Correlation between beta cell mass and glycemic control in type 1 diabetic recipients of islet cell graft

Abstract

Islet grafts can induce insulin independence in type 1 diabetic patients, but their function is variable with only 10% insulin independence after 5 years. We investigated whether cultured grafts with defined beta cell number help standardize metabolic outcome. Nonuremic C-peptide-negative patients received an intraportal graft with 0.5-5.0 x 10(6) beta cells per kilogram of body weight (kg BW) under antithymocyte globulin and mycophenolate mofetil plus tacrolimus. Metabolic outcome at posttransplant (PT) month 2 was used to decide on a second graft under maintenance mycophenolate mofetil/tacrolimus. Graft function was defined by C-peptide >0.5 ng/ml and reduced insulin needs, metabolic control by reductions in HbA(1c), glycemia coefficient of variation, and hypoglycemia. At PT month 2, graft function was present in 16 of 17 recipients of >2 x 10(6) beta cells per kg BW versus 0 of 5 with lower number. The nine patients with C-peptide >1 ng/ml and glycemia coefficient of variation of <25% did not receive a second graft; five of them were insulin-independent until PT month 12. The 12 others received a second implant; it achieved insulin-independence at PT month 12 when the first and second graft contained >2 x 10(6) beta cells per kg BW. Of the 20 recipients of at least one graft with >2 x 10(6) beta cells per kg BW, 17 maintained graft function and metabolic control up to PT month 12. At PT month 12, beta cell function in insulin-independent patients ranged around 25% of age-matched control values. Thus, 1-year metabolic control can be reproducibly achieved and standardized by cultured islet cell grafts with defined beta cell number.
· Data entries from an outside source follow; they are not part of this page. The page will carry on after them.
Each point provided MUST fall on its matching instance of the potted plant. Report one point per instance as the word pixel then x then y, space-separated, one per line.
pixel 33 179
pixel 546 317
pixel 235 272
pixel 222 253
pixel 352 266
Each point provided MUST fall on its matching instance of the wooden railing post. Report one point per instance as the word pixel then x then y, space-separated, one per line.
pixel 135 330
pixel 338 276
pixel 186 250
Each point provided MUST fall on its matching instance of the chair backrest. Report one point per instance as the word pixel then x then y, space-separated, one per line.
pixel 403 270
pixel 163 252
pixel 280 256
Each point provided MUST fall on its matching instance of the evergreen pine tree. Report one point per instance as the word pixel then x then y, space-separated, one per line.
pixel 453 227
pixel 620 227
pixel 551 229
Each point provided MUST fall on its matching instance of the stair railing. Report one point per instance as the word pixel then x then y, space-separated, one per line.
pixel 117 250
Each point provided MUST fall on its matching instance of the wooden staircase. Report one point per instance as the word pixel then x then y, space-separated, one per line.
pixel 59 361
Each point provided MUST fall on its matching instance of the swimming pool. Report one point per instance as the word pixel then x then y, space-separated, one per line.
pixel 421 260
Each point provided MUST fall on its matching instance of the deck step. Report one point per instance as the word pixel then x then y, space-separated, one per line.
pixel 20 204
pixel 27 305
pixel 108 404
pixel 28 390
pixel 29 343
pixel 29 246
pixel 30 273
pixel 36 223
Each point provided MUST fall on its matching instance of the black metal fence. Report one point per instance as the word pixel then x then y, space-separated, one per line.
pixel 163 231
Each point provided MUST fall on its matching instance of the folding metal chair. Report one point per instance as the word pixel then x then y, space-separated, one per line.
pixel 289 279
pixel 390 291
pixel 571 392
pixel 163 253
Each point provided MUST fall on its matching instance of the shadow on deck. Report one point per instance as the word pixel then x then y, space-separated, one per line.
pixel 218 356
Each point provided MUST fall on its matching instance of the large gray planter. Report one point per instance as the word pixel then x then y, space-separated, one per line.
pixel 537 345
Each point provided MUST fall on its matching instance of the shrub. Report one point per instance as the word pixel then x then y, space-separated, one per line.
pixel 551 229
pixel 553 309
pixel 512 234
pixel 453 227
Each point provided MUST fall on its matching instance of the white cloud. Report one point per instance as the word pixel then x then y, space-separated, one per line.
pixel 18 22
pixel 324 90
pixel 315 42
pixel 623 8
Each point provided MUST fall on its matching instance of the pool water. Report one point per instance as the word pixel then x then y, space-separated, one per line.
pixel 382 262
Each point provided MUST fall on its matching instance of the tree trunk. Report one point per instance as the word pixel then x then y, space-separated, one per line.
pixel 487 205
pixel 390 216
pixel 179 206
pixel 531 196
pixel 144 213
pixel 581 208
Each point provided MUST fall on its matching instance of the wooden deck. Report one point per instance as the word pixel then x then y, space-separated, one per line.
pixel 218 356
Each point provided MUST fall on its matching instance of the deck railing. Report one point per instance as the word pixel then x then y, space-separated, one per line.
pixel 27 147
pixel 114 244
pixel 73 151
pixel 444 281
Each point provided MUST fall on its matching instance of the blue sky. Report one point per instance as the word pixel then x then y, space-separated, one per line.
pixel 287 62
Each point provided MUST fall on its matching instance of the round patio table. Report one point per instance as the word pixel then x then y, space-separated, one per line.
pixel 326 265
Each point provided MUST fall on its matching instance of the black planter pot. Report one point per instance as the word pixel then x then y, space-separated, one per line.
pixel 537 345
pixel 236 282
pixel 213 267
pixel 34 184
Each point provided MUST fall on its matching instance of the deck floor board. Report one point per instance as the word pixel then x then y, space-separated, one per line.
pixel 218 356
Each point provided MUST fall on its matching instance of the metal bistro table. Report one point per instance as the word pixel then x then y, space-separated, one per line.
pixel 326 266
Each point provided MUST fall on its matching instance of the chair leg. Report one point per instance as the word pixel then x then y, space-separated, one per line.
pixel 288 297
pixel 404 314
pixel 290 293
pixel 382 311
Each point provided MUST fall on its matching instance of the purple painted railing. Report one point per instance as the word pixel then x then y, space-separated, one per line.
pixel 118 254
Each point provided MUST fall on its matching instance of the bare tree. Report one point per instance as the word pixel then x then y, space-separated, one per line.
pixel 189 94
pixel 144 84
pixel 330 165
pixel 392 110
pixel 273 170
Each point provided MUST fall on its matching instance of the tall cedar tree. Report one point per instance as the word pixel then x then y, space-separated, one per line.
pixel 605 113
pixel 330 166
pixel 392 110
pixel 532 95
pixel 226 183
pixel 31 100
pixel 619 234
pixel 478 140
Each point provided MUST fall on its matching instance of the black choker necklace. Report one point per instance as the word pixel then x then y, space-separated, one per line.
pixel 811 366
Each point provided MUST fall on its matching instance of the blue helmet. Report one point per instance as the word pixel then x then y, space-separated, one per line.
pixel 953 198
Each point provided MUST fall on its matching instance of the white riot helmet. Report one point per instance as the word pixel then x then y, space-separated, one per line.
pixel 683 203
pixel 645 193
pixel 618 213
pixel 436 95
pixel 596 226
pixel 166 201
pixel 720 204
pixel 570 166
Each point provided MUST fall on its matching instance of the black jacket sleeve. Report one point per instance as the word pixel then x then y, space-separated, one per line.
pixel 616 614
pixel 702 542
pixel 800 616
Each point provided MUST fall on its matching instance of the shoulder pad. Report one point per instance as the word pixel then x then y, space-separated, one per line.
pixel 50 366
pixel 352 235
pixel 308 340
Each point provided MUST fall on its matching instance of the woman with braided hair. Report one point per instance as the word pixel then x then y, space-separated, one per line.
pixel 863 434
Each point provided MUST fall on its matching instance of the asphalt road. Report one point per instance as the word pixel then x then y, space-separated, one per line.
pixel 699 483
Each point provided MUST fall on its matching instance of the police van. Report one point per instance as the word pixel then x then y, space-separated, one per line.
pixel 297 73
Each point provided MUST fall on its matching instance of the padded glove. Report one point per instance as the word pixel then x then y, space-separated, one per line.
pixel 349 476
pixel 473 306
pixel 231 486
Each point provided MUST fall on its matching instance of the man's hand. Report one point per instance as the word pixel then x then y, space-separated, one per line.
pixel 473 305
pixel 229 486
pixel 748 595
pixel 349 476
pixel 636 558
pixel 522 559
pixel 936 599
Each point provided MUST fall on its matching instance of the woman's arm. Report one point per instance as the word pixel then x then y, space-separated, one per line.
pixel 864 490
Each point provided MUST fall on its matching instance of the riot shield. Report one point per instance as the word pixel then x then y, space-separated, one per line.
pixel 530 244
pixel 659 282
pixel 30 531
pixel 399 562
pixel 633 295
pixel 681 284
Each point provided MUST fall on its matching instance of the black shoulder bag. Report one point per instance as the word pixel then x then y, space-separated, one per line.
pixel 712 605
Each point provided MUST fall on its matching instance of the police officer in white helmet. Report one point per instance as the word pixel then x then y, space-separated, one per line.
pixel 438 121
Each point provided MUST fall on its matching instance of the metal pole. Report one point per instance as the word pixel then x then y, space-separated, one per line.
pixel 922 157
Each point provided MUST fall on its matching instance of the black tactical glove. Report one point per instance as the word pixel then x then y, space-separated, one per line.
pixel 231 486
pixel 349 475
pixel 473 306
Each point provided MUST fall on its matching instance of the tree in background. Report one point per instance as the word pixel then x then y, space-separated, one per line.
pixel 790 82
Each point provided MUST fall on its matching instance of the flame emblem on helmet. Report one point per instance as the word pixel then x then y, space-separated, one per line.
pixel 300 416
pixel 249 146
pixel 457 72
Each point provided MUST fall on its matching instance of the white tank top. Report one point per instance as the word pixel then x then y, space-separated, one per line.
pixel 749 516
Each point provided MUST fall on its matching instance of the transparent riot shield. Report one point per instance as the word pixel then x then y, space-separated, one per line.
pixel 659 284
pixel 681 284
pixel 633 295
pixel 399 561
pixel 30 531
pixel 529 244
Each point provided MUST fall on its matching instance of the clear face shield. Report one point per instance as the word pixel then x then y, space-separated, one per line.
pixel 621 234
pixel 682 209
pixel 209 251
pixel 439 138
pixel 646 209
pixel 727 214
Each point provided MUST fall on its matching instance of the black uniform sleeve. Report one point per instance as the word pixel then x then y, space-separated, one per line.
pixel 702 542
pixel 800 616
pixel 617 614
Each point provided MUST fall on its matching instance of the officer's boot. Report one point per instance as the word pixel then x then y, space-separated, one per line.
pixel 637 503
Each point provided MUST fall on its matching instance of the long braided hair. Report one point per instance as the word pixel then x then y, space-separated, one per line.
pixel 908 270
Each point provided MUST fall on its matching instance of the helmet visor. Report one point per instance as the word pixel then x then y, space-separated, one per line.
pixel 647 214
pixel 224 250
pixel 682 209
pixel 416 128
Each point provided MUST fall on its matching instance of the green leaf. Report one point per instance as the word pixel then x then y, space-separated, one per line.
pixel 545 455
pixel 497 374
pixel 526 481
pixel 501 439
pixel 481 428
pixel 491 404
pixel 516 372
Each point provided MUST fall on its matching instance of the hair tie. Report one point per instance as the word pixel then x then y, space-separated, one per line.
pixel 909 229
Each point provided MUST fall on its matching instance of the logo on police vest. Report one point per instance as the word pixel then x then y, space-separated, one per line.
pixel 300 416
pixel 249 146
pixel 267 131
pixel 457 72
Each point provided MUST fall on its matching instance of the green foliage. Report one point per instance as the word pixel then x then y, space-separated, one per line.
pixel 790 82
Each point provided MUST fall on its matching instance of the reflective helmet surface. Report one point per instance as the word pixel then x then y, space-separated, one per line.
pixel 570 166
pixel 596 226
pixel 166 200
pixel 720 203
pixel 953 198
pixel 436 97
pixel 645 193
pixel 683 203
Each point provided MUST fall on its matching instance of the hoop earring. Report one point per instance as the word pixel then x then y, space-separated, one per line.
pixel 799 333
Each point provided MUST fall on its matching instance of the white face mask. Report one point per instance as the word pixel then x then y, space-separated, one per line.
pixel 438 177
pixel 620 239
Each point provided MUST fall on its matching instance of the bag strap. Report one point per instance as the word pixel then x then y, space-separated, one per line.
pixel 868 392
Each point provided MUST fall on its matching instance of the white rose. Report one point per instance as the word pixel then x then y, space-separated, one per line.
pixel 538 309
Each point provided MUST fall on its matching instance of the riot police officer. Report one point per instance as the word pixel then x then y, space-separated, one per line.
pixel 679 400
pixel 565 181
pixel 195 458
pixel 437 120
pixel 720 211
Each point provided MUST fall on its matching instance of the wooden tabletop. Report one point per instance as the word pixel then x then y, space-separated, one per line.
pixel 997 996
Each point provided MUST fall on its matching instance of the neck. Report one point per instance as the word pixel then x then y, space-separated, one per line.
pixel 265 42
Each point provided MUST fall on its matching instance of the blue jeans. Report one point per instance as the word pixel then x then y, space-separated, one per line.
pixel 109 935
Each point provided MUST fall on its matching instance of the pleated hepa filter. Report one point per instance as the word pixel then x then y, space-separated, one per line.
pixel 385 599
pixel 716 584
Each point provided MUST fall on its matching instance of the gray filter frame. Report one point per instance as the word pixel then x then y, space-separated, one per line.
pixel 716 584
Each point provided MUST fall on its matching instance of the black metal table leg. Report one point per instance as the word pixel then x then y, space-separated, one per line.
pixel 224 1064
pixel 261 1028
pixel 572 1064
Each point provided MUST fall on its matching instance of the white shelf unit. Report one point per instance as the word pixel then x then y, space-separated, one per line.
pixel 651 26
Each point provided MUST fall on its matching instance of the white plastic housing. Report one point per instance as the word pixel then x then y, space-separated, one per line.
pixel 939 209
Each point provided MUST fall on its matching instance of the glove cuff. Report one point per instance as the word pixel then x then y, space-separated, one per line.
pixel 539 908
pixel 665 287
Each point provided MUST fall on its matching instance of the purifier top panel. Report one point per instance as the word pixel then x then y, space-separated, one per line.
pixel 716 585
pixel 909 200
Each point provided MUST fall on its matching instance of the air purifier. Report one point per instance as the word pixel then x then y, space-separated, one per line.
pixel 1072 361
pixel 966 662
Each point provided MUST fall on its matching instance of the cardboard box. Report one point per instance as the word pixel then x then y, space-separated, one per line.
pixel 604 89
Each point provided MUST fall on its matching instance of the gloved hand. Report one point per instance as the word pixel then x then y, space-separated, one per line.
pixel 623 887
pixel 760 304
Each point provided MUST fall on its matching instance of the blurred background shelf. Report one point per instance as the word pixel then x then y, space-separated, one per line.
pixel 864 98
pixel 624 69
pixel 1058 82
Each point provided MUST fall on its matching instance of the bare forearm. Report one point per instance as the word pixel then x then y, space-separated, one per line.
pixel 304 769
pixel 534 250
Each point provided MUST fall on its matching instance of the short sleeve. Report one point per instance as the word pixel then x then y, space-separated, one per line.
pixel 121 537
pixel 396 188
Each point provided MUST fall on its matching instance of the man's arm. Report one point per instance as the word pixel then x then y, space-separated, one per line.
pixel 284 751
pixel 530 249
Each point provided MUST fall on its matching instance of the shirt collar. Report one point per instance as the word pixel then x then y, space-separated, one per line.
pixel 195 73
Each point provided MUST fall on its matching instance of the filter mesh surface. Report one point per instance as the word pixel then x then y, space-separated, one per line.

Conflict of interest statement

The authors declare no conflict of interest.

Figures

Fig. 1.

Flow diagram of islet β cell transplants in 22 nonuremic type 1 diabetic patients. Survival of a β cell implant in C-peptide-negative (

Fig. 2.

Correlation between β cell number in the first graft and metabolic outcome at PT month 2 as measured by plasma C-peptide (Top), CV (Middle), and mean (Bottom) prebreakfast glycemia. A positive correlation was found between β cell number and plasma C-peptide (R = 0.69, P < 0.001) and CVgl (R = −0.69, P < 0.001) but not with mean glycemia (R = −0.14, P = 0.52).

Fig. 3.

Longitudinal follow-up of mean and CVgl, HbA1c, and daily insulin dose in the 18 type 1 diabetic patients with 1 year surviving grafts. Patients are divided in two groups according to their state of insulin (in)dependence at PT month 12: n = 10 insulin-independent (solid line) and n = 8 insulin-dependent (dashed line) patients. Data are means ± SEM. Statistical difference versus pretransplantation: ∗, P < 0.01; ∗∗, P < 0.001. Statistical difference between groups: †, P < 0.01; ††, P < 0.001.

Fig. 4.

Glucose-clamp induced C-peptide release in the absence and presence of glucagon. Data represent individual values of area under the curve (AUC) (ng/ml per min) measured in 10 insulin-independent graft recipients at PT month 12 (solid lines) and in 12 age- and BW-matched nondiabetic controls (dashed lines).